Extract thousands of Google Results into your Google Sheet

Install this add-on for Free from the G Suite Marketplace

Also available in the Chrome Store

Scraping, i.e. the extraction of data from websites, is one of the most widely used techniques on the web. The uses are innumerable: Analysis of competitors, its SEO positioning, content generation, influencer tracking, etc., etc., etc..

Once the data is extracted, you have to process it, and there, nothing like our good old spreadsheet… In short, Scraper + Google Sheets is a marketers’ paradise

One of the most coveted sites for scraping is of course our dear Google. Scrapping Google allows to:

  • Know the position of your site with regard to several keywords
  • Understand your environment by analyzing the sites that rank best and follow the positions of competitors
  • Analyze the most effective content
  • Understand the keywords and sentence formulations that work best

So here is the ultimate guide to generating a table of more than 500 Google results in Google Sheets. You are then free to use the content according to your needs….

What you will learn …

  • the basic use of IMPORTFROMWEB
  • how to return multiple pieces of information from a Google query
  • How to return several pages of results with several keywords in a single table

Scrape the titles of a search

The basics of scraping include a URL and a path to the element of the page to be extracted

THE URL

To our great happiness (and sometimes misfortune) Google often does things well! Hence, the URL of a search is easily modifiable to adapt it to our needs.

No need to analyze all the optional parameters here, which are also available here as we will focus on 3 parameters:

  • q=keyword+key, indicating the request
  • hl=fr, indicating the language of the results
  • num=100, the number of results to be returned.
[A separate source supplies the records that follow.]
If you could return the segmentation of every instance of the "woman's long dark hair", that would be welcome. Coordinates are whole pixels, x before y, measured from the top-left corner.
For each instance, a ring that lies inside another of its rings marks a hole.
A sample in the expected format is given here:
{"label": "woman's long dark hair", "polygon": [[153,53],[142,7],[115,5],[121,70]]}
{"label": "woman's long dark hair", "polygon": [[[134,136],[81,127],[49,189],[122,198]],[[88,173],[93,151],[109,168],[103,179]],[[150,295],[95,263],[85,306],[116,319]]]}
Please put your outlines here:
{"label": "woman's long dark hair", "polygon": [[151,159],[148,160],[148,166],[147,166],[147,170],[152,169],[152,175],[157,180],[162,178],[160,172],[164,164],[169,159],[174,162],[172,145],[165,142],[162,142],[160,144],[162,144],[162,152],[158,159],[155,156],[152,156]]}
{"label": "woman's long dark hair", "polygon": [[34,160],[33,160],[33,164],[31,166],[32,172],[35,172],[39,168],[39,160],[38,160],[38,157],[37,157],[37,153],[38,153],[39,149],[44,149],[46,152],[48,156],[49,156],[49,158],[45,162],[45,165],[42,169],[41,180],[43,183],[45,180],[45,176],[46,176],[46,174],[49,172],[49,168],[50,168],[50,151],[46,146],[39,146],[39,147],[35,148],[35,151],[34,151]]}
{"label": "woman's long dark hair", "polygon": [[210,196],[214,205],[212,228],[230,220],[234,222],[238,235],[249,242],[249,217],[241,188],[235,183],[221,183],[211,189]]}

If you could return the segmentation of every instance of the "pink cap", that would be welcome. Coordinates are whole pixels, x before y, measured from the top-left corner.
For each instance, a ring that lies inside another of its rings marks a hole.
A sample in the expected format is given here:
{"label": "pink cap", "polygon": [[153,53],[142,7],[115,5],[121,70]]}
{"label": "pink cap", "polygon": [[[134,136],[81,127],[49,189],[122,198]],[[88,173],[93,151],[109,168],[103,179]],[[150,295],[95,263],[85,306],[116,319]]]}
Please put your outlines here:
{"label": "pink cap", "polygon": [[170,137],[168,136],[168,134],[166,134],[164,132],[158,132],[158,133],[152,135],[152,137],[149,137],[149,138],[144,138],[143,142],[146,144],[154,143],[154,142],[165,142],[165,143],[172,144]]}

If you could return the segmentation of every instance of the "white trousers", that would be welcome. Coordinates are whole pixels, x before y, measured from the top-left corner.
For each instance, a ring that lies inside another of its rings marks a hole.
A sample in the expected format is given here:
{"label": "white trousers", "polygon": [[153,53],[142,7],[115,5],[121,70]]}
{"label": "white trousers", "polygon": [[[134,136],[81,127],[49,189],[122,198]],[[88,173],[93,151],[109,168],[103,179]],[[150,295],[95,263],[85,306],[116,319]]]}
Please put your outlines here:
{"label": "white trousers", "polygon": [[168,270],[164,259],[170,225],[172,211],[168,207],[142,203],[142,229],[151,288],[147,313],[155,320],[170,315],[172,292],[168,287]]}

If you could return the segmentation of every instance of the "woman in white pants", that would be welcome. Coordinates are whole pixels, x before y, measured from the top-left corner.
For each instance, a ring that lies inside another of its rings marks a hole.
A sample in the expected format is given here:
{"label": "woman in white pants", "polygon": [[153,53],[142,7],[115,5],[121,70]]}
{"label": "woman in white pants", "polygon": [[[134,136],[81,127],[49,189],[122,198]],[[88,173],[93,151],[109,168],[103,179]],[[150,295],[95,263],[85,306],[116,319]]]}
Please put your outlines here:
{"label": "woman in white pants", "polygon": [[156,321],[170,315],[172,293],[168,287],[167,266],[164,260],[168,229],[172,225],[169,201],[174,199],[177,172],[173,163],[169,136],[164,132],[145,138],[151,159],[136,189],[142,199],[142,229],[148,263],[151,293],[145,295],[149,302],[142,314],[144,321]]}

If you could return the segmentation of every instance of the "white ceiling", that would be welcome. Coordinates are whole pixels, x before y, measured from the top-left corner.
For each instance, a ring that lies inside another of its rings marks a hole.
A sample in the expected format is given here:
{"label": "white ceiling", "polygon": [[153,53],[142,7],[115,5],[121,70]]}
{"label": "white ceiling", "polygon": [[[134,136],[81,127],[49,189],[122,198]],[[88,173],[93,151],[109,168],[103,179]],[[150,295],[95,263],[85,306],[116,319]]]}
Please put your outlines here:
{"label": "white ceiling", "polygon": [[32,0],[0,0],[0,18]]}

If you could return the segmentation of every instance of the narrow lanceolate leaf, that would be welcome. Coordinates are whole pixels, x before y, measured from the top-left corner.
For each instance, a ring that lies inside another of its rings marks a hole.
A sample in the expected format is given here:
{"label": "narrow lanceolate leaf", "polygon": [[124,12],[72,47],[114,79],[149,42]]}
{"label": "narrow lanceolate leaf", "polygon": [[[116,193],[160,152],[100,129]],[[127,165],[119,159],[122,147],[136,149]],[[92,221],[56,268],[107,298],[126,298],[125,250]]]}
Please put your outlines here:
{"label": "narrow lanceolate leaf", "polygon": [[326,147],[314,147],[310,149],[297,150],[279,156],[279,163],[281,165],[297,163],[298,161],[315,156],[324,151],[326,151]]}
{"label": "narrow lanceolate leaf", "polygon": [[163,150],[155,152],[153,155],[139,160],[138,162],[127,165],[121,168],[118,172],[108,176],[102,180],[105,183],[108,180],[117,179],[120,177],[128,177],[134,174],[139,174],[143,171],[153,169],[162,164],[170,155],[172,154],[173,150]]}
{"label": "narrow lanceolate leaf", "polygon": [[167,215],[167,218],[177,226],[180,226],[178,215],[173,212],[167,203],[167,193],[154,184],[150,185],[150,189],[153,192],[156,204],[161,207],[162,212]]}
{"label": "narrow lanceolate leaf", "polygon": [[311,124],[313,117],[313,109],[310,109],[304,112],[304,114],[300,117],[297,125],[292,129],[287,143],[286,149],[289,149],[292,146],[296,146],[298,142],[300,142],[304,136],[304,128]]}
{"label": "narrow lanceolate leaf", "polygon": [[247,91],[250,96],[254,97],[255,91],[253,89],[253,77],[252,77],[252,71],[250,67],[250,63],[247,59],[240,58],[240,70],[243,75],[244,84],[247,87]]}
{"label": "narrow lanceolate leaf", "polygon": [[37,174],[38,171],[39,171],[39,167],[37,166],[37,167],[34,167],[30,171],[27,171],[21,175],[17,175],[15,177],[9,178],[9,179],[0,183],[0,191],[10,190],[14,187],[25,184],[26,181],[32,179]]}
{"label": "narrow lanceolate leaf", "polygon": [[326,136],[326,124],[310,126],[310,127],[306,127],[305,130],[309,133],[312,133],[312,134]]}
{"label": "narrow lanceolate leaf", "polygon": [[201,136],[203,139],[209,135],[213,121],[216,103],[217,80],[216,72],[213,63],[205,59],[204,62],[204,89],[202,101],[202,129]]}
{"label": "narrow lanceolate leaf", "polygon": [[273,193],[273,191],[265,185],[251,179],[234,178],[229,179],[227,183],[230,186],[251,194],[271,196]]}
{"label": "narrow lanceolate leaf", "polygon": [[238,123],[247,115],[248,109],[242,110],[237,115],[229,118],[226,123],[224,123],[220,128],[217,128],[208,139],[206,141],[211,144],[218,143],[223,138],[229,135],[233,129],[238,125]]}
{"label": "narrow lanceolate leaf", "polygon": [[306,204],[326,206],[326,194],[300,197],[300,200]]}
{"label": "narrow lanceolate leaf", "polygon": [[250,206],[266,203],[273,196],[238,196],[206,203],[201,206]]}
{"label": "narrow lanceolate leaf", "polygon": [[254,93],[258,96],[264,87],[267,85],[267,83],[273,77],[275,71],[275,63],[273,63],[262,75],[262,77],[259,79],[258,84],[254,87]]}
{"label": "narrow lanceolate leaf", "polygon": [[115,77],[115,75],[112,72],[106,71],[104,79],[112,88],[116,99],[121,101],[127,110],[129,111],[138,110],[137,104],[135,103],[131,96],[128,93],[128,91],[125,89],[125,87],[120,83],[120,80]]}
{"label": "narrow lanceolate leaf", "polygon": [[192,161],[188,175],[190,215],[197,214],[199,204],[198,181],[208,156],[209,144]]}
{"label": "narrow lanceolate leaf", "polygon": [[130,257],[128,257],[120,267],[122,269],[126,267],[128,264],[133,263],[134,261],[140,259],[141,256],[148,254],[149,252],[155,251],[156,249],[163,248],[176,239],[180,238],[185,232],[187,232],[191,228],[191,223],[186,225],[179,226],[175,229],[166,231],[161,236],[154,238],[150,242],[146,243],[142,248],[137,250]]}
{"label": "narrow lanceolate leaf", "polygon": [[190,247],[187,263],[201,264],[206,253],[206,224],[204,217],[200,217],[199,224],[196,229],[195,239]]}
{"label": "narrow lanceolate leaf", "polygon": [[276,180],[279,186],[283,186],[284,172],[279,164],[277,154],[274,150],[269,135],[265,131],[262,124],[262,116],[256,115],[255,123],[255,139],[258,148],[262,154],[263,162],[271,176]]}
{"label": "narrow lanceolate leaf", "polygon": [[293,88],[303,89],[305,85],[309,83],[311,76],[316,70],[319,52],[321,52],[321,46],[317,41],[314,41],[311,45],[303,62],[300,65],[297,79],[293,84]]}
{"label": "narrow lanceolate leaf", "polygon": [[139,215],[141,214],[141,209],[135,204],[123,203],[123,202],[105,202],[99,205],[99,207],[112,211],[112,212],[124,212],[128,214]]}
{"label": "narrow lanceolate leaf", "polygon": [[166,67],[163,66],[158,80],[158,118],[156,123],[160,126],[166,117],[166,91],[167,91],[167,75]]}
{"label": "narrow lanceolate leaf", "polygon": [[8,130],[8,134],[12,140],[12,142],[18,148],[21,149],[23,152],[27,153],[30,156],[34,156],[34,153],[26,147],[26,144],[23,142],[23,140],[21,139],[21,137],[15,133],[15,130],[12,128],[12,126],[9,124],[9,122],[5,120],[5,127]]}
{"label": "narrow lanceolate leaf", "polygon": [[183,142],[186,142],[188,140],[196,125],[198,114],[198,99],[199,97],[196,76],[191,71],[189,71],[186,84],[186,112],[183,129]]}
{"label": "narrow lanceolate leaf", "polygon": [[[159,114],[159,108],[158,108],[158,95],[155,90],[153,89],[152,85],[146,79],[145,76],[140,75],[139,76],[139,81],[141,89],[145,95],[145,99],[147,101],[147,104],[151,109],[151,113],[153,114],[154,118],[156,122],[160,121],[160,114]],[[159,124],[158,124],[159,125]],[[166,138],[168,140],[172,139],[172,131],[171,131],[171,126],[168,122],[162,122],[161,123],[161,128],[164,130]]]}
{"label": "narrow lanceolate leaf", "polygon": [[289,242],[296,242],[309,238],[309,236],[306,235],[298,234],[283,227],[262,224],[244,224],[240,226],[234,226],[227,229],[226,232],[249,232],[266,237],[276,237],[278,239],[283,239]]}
By default the value is 10

Come on, let’s try them on a keyword that will do our planet some good…

https://www.google.com/search?q=bamboo+toothbrush&hl=en&num=100

The path of the element with XPath

The second step is the description of our element! No need for a Master in engineering here, but you do need to have a basic knowledge of HTML.

XPath is a language for describing an element of an XML script. And the good news is that, HTML being derived from XML, XPaths also apply to our beloved web pages.

A simple example: //h1 indicates all the titles of the page, the double slash indicating that the path is relative so not necessarily a direct child of the document root.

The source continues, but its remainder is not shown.